As a sergeant in corrections, we played “What if?” games to prepare for certain things.  I realize whether my son made it nor not, I am responsible for Daphne and this baby–not to mention the other three children because he is the only father figure they have really known. I do feel they are going to see a big difference in his outlook on life after this incident.  I do not have much, but they are my family too, and if it is within my power, they will be taken care of–especially if anything were to ever happen to my son.

I am so grateful that he was spared.  His job is a dangerous one.  This is the 2nd time he’s been hurt and since he is my youngest, it scared the living hell out of me.  I also learned that this young man has gone through some emotional growth since he found out that he is going to be a father.  I saw the look in his eyes as he told me how his thoughts went to the baby.  To see a father so deeply love his own unborn child moves me in ways that he cannot even imagine.   I won’t cry in front of him but I did later.

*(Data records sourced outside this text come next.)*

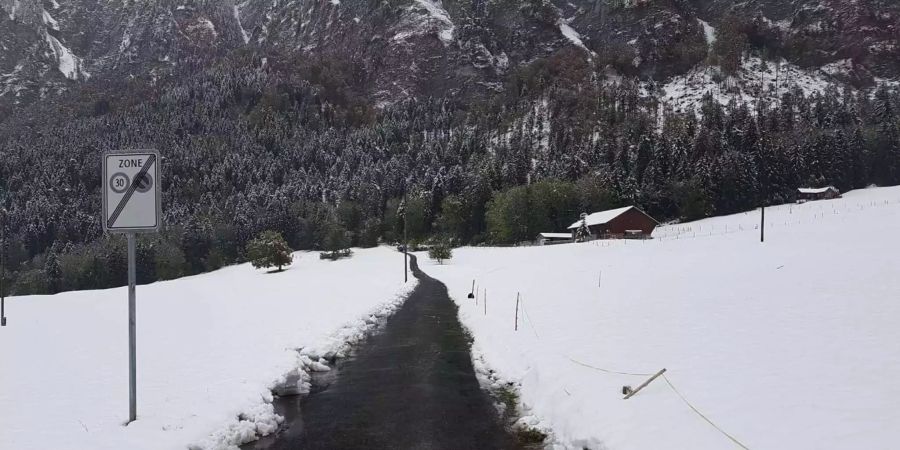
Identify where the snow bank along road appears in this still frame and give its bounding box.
[0,248,414,450]
[245,253,516,450]
[423,187,900,450]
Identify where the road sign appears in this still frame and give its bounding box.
[103,150,162,233]
[103,150,161,423]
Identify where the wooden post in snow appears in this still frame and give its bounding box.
[515,292,522,331]
[623,369,666,400]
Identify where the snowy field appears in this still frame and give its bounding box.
[0,248,412,450]
[422,187,900,450]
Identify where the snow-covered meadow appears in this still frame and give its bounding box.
[422,187,900,450]
[0,247,414,450]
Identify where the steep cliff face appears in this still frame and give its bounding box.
[0,0,900,111]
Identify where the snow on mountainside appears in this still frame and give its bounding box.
[660,58,840,112]
[0,247,414,450]
[0,0,900,112]
[422,187,900,450]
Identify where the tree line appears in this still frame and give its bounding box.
[0,52,900,294]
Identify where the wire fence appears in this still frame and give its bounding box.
[486,292,750,450]
[464,193,900,450]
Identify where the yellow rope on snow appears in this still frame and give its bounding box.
[662,374,750,450]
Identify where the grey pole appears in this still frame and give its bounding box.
[0,208,6,327]
[403,192,409,283]
[127,233,137,423]
[759,205,766,242]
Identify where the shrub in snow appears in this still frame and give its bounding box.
[247,231,293,272]
[428,241,453,264]
[575,213,591,242]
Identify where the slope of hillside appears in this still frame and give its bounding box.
[423,187,900,450]
[0,248,413,450]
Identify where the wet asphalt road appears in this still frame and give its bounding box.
[243,256,519,450]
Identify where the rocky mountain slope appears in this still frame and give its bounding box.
[0,0,900,111]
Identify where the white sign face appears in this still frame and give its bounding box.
[103,150,162,233]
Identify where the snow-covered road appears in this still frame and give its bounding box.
[422,187,900,450]
[0,248,414,450]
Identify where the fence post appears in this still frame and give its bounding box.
[515,292,521,331]
[623,369,666,400]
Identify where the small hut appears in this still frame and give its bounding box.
[797,186,841,203]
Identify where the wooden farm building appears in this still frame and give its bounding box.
[797,186,841,202]
[569,206,659,239]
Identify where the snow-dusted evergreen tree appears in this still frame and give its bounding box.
[575,213,591,242]
[247,230,294,272]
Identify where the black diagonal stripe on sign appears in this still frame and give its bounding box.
[106,155,156,228]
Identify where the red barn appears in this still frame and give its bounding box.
[569,206,659,239]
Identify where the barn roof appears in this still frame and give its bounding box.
[569,206,634,230]
[797,186,837,194]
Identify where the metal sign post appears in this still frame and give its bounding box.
[0,207,6,327]
[103,150,162,423]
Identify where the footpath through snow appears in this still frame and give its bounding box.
[422,187,900,450]
[0,247,415,450]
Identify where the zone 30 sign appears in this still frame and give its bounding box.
[103,150,161,233]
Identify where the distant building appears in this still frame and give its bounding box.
[534,233,573,245]
[797,186,841,203]
[569,206,659,239]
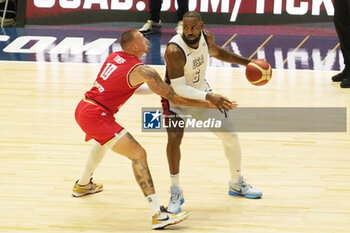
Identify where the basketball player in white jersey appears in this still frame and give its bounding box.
[162,11,262,213]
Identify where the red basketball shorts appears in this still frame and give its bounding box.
[75,99,124,145]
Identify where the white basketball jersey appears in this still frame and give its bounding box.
[169,31,211,92]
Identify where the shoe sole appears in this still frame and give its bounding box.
[72,189,103,197]
[228,190,262,199]
[169,198,185,214]
[152,213,189,230]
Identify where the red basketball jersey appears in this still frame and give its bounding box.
[85,51,143,113]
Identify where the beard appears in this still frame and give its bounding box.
[183,34,201,45]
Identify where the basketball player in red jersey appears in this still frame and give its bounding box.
[72,29,236,229]
[162,11,262,213]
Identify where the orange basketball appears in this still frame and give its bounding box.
[245,59,272,86]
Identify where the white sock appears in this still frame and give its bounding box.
[170,173,180,186]
[215,132,241,184]
[146,193,160,216]
[78,142,107,185]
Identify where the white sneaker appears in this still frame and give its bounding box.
[139,20,162,35]
[152,206,188,229]
[228,176,262,198]
[167,185,185,214]
[175,20,183,34]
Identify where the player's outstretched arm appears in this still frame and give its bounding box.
[164,44,237,111]
[204,31,251,66]
[129,65,232,110]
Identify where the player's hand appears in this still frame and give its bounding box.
[206,93,238,112]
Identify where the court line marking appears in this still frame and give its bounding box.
[283,36,310,64]
[321,42,340,64]
[249,35,273,59]
[221,33,237,48]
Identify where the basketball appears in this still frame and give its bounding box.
[245,59,272,86]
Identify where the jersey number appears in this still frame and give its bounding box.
[100,63,118,80]
[192,69,201,83]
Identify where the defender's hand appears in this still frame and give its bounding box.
[205,93,238,112]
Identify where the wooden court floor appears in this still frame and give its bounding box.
[0,62,350,233]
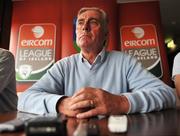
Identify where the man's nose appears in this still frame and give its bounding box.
[83,22,90,31]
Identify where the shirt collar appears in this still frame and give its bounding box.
[79,47,106,62]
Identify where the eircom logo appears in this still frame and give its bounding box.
[131,27,144,39]
[32,26,44,38]
[120,24,158,49]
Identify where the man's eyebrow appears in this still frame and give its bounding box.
[77,17,100,22]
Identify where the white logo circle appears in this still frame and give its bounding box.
[132,27,145,39]
[32,26,44,38]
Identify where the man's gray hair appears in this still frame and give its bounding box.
[77,7,109,32]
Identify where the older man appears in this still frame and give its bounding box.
[0,48,17,113]
[18,7,175,118]
[172,53,180,99]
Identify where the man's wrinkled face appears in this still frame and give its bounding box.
[76,10,105,50]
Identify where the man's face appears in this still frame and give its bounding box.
[76,10,105,51]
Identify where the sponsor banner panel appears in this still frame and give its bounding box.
[16,23,56,81]
[120,24,162,77]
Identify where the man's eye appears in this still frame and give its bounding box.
[90,20,99,25]
[77,21,83,25]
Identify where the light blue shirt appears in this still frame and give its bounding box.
[18,50,176,114]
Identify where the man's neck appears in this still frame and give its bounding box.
[82,49,102,64]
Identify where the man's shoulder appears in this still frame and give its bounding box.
[55,53,79,63]
[175,52,180,61]
[108,50,131,58]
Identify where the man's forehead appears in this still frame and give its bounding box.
[78,10,101,20]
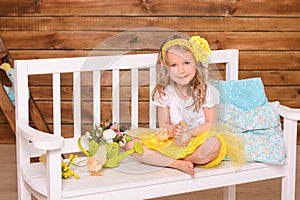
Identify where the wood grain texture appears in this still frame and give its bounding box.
[0,0,300,16]
[1,29,300,50]
[0,0,300,143]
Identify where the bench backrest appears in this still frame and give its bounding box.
[15,50,238,156]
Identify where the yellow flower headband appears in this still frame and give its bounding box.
[161,36,211,62]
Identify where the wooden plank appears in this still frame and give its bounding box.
[0,0,300,16]
[2,31,300,50]
[0,16,300,32]
[239,51,300,70]
[239,70,300,86]
[10,49,300,70]
[0,82,16,134]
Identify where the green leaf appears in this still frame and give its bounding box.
[77,137,90,157]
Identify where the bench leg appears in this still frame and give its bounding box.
[281,177,295,200]
[224,185,236,200]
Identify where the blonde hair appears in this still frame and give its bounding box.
[152,35,207,111]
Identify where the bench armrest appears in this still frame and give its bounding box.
[279,105,300,121]
[17,119,64,151]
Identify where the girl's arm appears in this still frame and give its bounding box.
[157,107,174,137]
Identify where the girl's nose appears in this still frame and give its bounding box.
[178,65,184,74]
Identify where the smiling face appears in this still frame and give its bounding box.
[166,48,196,86]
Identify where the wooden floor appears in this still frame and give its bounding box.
[0,144,300,200]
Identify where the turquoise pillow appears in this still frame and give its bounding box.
[213,78,268,111]
[219,101,286,164]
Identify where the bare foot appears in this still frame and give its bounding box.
[170,160,195,176]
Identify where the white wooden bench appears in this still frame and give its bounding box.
[15,50,300,200]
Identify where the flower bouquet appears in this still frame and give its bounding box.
[78,121,143,174]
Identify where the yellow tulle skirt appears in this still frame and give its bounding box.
[127,128,245,168]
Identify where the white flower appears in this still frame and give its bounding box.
[103,129,117,144]
[85,132,92,139]
[119,137,126,147]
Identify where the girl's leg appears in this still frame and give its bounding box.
[125,140,194,175]
[185,136,221,165]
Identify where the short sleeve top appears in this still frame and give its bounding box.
[154,83,220,127]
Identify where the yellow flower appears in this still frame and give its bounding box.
[39,154,79,179]
[189,36,211,62]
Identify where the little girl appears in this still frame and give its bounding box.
[126,35,226,175]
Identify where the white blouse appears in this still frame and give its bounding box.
[154,83,220,128]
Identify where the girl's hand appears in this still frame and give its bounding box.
[173,122,191,146]
[156,128,170,142]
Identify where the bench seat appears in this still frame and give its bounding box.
[22,157,287,200]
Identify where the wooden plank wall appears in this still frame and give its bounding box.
[0,0,300,144]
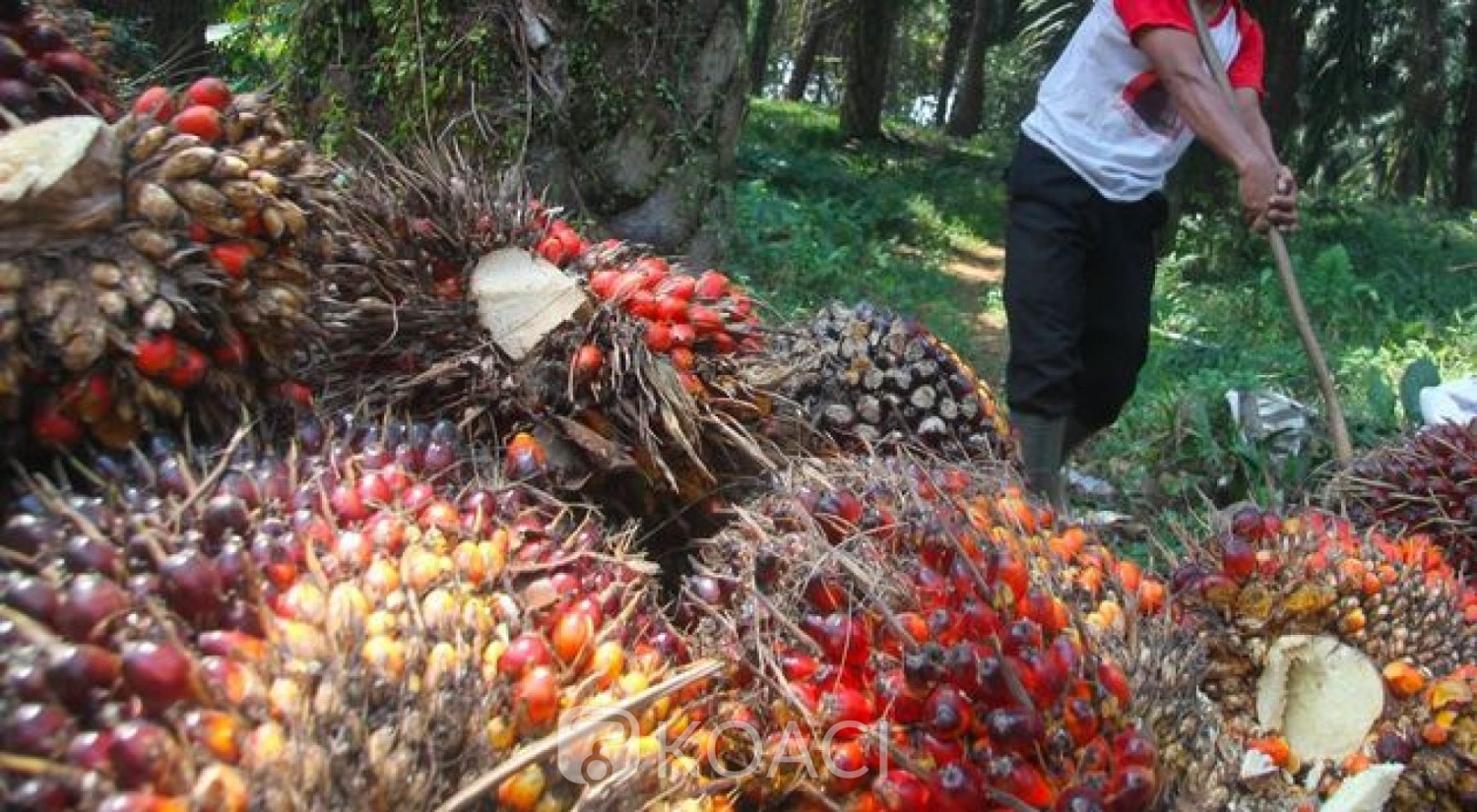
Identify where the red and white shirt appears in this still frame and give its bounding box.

This baby is one lucky boy.   He is going to have a devoted and loving dad, and this mother is very proud of her youngest son–even if she wishes he could go back to college rather than risk his life any further.

I think that Kevin also learned that he is still the youngest and is always going to be the baby of this family.  This family pulls together.  This family will take care of its own.  I can be over an hour away, but I will get there when I am needed.  I am proud of his brothers for rallying around him.  I know in my heart now that if push comes to shove, they will be there for one another–even when the day comes that I am gone and can no longer be there for them. That gives me some peace of mind.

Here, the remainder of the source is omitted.